White blood cell (WBC) counts of 100 x 109/L or greater have been observed in less than 1% of patients receiving pegfilgrastim. No adverse events directly attributable to this degree of leukocytosis have been reported. Such elevation in white blood cells is transient, typically seen 24 to 48 hours after administration and is consistent with the pharmacodynamic effects of this medicine. Consistent with the clinical effects and the potential for leukocytosis, a WBC count should be performed at regular intervals during therapy. If leukocyte counts exceed 50 x 109/L after the expected nadir, this medicine should be discontinued immediately.
Hypersensitivity, including anaphylactic reactions, occurring on initial or subsequent treatment have been reported in patients treated with pegfilgrastim. Permanently discontinue pegfilgrastim in patients with clinically significant hypersensitivity. Do not administer pegfilgrastim to patients with a history of hypersensitivity to pegfilgrastim or filgrastim. If a serious allergic reaction occurs, appropriate therapy should be administered, with close patient follow-up over several days.

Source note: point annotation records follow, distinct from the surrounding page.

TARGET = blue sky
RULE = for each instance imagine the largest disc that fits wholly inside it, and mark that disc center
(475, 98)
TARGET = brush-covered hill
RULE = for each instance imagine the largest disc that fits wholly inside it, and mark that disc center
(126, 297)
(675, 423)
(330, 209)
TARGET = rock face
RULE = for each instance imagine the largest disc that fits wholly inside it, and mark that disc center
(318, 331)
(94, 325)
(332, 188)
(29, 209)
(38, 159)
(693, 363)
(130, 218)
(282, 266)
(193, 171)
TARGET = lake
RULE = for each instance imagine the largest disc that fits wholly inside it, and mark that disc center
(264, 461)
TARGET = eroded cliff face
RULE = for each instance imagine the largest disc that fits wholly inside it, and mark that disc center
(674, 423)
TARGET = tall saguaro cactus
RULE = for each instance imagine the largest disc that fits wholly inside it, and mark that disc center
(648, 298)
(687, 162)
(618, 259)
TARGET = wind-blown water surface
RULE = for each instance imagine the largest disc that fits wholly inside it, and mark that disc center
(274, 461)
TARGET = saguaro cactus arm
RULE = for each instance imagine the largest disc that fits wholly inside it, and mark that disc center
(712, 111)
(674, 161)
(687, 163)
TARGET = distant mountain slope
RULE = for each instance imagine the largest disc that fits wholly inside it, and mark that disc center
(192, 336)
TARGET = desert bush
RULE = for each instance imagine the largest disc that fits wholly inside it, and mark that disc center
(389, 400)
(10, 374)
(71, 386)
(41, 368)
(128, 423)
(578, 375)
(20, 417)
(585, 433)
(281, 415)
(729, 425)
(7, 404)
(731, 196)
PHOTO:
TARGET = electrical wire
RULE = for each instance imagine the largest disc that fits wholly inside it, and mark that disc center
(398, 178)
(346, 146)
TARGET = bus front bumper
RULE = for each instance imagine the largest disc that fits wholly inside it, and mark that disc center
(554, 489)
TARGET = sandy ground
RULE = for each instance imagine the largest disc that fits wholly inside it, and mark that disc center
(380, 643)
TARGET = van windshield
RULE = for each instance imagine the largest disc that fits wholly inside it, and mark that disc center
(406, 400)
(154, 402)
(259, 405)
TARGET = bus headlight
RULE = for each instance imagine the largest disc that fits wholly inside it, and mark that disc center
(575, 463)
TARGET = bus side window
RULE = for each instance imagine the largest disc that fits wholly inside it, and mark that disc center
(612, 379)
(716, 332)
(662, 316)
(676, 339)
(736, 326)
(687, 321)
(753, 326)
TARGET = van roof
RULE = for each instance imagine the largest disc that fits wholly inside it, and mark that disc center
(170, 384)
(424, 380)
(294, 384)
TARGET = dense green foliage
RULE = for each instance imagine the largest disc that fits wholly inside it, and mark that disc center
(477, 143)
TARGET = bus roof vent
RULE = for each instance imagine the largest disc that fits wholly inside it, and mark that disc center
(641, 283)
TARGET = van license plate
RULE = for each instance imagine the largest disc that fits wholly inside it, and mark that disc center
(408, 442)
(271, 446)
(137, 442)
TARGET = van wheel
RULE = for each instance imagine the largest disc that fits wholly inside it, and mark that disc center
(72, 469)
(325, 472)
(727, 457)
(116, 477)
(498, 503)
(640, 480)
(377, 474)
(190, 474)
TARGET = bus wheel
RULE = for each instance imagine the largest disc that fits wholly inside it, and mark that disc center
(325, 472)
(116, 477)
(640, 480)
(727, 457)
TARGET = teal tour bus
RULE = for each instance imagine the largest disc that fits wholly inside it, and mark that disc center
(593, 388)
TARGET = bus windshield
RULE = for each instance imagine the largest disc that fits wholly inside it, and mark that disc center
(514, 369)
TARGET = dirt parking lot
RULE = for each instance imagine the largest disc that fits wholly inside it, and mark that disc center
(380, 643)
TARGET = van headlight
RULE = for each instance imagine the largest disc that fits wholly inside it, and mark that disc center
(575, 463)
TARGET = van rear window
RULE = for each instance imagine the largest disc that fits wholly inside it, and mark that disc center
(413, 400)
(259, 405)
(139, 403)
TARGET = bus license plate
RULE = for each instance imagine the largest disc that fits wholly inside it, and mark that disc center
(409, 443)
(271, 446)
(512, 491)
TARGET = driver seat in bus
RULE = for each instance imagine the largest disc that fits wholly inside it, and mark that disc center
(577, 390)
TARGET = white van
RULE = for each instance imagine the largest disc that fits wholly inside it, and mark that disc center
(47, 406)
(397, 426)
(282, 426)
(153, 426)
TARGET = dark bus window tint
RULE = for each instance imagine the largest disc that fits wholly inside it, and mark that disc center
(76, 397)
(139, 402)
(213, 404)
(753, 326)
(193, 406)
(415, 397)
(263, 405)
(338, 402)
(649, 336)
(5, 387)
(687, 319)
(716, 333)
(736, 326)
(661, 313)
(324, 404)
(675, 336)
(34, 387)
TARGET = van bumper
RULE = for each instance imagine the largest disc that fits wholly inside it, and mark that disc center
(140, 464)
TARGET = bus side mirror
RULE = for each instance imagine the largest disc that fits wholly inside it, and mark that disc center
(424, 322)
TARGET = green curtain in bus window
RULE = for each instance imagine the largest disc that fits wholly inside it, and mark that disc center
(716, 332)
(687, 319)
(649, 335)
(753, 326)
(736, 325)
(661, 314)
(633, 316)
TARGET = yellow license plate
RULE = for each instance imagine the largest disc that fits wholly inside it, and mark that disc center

As with all therapeutic proteins, there is a potential for immunogenicity. Rates of generation of antibodies against pegfilgrastim is generally low. Binding antibodies do occur as expected with all biologics; however, they have not been associated with neutralising activity at present.
Aortitis has been reported after G-CSF administration in healthy subjects and in cancer patients. The symptoms experienced included fever, abdominal pain, malaise, back pain and increased inflammatory markers (e.g. c-reactive protein and white blood cell count). In most cases aortitis was diagnosed by CT scan and generally resolved after withdrawal of GCSF. See also section 4.8.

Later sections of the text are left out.